肉塊が眼前を通り過ぎ、腐った肉の臭いが鼻を突く。
「のうまく さらばたたぎゃていびゃく さらばぼっけいびゃく さらばたたらた せんだまかろしゃだ けんぎゃきぎゃき さらばびぎなん うんたらた かんまん――」
練り上げられた霊気が、裂帛の霊力となって氷雨の手から顕現する。
迸る炎が煌びやかに輝く龍を象り、突っ込んできた肉塊を絡めとった。
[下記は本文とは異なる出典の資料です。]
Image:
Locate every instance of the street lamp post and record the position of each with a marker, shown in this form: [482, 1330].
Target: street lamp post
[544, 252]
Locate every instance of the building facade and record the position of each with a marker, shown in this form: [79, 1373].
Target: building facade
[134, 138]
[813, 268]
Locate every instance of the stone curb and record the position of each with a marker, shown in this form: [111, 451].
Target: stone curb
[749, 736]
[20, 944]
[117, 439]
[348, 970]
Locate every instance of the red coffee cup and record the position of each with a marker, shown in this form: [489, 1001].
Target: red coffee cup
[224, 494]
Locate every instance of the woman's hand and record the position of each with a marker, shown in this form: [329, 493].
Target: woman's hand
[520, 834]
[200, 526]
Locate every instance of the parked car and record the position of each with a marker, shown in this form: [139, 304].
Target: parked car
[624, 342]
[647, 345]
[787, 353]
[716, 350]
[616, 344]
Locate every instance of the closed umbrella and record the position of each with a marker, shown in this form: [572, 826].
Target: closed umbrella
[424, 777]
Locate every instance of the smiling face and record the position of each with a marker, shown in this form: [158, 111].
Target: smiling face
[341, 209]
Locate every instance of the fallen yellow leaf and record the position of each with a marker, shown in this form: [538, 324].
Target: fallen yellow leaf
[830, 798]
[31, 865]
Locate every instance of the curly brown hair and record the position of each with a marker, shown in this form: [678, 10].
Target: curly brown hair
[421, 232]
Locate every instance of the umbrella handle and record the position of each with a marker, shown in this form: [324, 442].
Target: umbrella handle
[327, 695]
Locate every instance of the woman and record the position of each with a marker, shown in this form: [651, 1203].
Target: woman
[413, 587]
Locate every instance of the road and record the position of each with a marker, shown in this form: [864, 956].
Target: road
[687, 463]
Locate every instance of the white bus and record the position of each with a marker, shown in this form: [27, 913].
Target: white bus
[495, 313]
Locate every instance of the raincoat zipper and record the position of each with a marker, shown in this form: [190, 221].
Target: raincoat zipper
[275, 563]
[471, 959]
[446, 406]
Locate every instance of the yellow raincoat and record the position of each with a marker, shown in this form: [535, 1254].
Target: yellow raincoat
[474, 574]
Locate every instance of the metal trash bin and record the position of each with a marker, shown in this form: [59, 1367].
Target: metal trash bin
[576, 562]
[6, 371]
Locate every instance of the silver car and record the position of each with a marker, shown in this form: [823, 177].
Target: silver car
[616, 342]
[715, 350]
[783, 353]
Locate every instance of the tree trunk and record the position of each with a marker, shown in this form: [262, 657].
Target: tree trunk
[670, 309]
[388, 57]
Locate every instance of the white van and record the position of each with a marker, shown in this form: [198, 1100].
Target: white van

そのまま、浄化しきるかと思われたが、肉塊は炎から逃れようと、身体を捩り、巨大な口からは悲鳴が漏れた。
「丁に丙を掛け合わせ、陰陽の火を生ず!」
碧の体に抱きついていた舞香が体を捻って、霊符を投擲していた。轟っと床を這うように燃え上がった炎が、異形の肉塊に吹き付けた。
「碧!!」
式神の黒が、叱咤するように呼び掛ける。碧は頭のスイッチを完全に切り替え、目にも止まらぬ早さで手印。
「赤龍!! 五龍頭之咆哮――焔ノ極閃(ほむらのごくせん)!!」
碧から霊力を受けた式神の内の一匹、蛟が真っ赤に燃え盛る龍へと変化し、真っ赤な光が肉塊を貫き、部屋の壁を吹き飛ばし、海の彼方へと突き抜けた。